The second argument to AddImageURL is an optional detail level ("low", "high", or "" for auto).

Image from Binary Data

imageData, _ := os.ReadFile("photo.jpg")

msg := message.NewUserMessage("Describe this image.")
msg.AddBinary("image/jpeg", imageData)

response, err := client.SendMessages(ctx, []message.Message{msg}, nil)
fmt.Println(response.Content)

Multiple Images

msg := message.NewUserMessage("Compare these two images.")
msg.AddImageURL("https://example.com/before.jpg", "")
msg.AddImageURL("https://example.com/after.jpg", "")

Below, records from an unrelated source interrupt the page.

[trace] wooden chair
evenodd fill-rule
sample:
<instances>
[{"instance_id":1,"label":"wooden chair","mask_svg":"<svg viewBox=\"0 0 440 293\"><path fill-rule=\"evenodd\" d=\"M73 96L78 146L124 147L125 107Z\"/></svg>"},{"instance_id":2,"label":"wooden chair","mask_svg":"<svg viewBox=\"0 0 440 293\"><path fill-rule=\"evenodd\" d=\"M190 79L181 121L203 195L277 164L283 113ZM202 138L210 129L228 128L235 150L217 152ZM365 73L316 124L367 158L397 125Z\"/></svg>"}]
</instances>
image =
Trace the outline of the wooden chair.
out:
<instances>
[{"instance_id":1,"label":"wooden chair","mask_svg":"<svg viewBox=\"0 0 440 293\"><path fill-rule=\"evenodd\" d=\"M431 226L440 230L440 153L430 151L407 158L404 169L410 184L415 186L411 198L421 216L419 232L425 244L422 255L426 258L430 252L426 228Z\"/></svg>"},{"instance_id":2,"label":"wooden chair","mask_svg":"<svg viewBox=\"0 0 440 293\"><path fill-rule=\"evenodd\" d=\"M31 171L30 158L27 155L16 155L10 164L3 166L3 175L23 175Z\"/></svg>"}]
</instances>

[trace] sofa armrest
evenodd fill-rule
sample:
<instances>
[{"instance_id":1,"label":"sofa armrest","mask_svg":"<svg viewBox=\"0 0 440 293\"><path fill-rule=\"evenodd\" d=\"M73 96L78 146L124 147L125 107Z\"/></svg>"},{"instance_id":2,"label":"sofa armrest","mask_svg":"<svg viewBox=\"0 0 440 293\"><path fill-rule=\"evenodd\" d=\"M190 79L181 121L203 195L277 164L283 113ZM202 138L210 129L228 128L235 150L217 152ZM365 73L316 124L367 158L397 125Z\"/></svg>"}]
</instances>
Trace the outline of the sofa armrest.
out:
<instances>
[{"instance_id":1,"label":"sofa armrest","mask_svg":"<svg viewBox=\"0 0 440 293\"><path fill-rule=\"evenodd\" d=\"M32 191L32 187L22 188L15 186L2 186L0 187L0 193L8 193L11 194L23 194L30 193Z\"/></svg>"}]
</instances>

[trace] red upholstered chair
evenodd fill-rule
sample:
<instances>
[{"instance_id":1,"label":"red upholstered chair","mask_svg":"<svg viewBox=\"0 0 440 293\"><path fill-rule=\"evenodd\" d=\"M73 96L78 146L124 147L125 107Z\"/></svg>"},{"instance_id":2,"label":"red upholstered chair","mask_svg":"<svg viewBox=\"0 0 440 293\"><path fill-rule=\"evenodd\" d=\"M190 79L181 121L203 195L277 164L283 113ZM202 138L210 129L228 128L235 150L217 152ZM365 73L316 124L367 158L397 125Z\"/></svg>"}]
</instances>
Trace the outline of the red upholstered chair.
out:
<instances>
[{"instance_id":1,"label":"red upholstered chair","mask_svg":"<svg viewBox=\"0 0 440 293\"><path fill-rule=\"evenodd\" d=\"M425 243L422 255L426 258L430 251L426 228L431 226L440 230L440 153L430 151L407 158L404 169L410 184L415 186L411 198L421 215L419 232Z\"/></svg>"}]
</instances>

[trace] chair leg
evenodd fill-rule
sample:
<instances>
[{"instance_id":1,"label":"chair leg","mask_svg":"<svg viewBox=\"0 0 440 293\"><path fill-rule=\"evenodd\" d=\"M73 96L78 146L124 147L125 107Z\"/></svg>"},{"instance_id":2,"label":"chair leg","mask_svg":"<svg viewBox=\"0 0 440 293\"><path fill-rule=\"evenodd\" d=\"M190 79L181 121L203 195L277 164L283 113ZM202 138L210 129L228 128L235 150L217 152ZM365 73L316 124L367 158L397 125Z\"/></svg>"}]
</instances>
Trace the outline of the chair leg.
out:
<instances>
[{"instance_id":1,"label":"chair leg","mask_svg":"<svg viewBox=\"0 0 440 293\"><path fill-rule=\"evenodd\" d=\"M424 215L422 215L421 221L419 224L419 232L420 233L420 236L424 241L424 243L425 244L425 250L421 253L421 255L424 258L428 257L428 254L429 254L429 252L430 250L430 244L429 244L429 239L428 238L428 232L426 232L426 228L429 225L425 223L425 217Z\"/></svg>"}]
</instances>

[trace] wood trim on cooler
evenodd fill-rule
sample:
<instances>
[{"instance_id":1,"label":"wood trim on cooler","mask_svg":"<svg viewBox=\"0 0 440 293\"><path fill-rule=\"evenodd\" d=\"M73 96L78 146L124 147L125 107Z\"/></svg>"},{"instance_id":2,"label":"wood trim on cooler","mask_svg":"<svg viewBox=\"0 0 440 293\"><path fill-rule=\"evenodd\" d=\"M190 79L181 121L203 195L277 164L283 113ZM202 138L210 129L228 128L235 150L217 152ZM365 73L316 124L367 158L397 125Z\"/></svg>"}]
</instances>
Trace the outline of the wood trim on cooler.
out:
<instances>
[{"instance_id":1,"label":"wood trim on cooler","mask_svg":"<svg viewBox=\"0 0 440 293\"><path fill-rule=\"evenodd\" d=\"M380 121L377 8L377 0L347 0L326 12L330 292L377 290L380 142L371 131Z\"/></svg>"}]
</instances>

response, err := client.SendMessages(ctx, []message.Message{msg}, nil)

MultiModalMessage

For full control, build messages with the MultiModalMessage type directly:

msg := message.NewUserMultiModalMessage([]message.MultiModalContent{
    message.NewTextContent("What's in this image?"),
    message.NewImageURLContent("https://example.com/photo.jpg", "high"),
})

// Or with attachments
msg := message.NewUserMultiModalMessageWithAttachments(
    "Describe these files.",
    []message.Attachment{
        {MIMEType: "image/png", Data: pngData},
        {MIMEType: "image/jpeg", Data: jpegData},
    },
)

Content Types

Type Constructor Description
text NewTextContent(text) Text content
image_url NewImageURLContent(url, detail) Image from URL
binary NewBinaryContent(mimeType, data) Raw binary data (base64-encoded for the provider)

Supported Formats

Most providers accept JPEG, PNG, GIF, and WebP. Check your provider's documentation for size limits.